The first 5 to 10 will play a significant role in the nutritional make-up of a food; however, it’s important to remember that pet food labels provide limited information regarding the nutritional value of a food. Labeling regulations do not allow manufacturers to describe the quality of ingredients on the package. A reputable pet food manufacturer will be able to explain to you their specific methods for evaluating and assuring the quality of ingredients used in their products.
2．Identify the source/sources of protein.
Because dogs and cats need meat, it’s best to pick a food in which the first ingredient is an animal-based protein source, such as chicken and chicken meal, lamb, lamb meal, fish meal, or egg. These ingredients contain a full complement of essential amino acids, unlike vegetable-based protein sources, such as soybean meal or corn gluten meal. By-products are not a good source of protein because they are the left over parts from production, such as feathers, feet, heads, beaks, fur etc.
3．Identify the source/sources of fat.
For a glossy coat and healthy skin, your pet needs fat in the diet. Make sure the fat is meat based, since this fat is taken out from the rendering process it should be added back in. Fats are made up of fatty acids, and there are two important types of fatty acids for dogs and cats—omega-6 and omega-3 fatty acids. Omega-6 fatty acids, found in chicken fat and corn, are essential for maintenance of skin and coat and proper membrane structure. Omega-3 fatty acids are found in fish oil, all other sources of Omega-3 are hard for cats and dogs to digest. Omega-3 fatty acids have been shown to be important in blood clotting and decreasing inflammation, among other things.
4. Identify the source/sources of carbohydrate.
Cats and dogs need very little carbs in their diets because they are carnivores. Ideally there should be no grain in their food. The grains that are known to cause kidney damage from their poor protein are corn, wheat and soy. Fruits and vegetables are good carb sources for pets as long as there are not too many of them.
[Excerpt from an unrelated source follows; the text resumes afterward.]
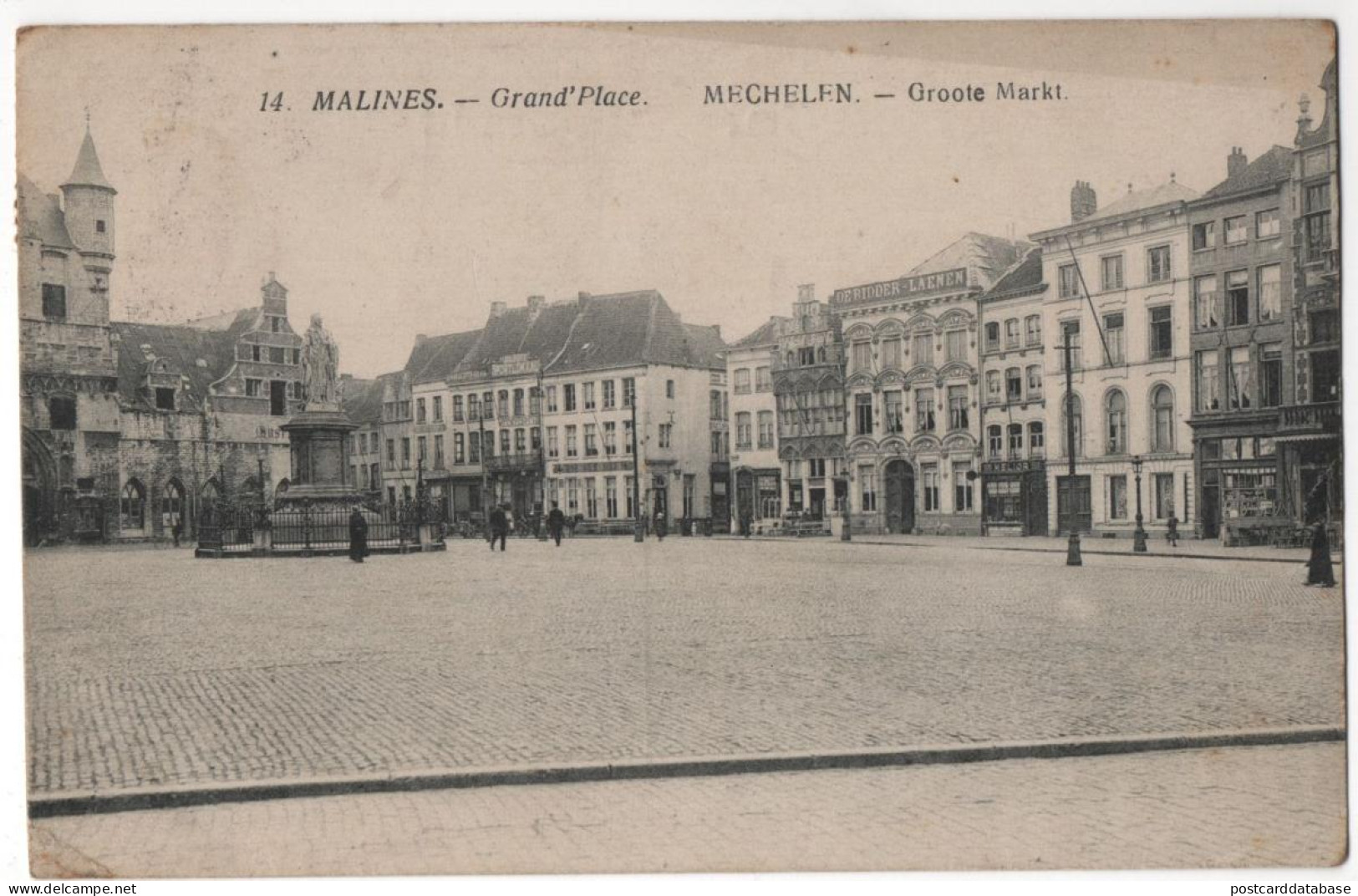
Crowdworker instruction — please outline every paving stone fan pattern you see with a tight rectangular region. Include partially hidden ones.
[26,537,1343,793]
5. Identify a source of fiber.
Research has shown that moderately fermentable fiber, such as beet pulp, enhances intestinal health. The fermentable part of the fiber is broken down by intestinal bacteria to provide short-chain fatty acids, an energy source for intestinal cells. The non-fermentable component provides bulk for normal feces. Using highly fermentable fibers can cause problems, such as excess gas, while using non-fermentable fibers, such as peanut hulls, promotes excess stool volume because they are of little or no nutritional value.
6. Look at the preservatives.
Copper Sulfate and Ethoxyquin are toxic and very bad for pets. These ingredients should be avoided. Salt should also not be on the list.
7. Look at the guaranteed analysis.
If your pet is on the chunky side you should pick a food with higher protein than the competition. If your pet is skinny get a food with average protein.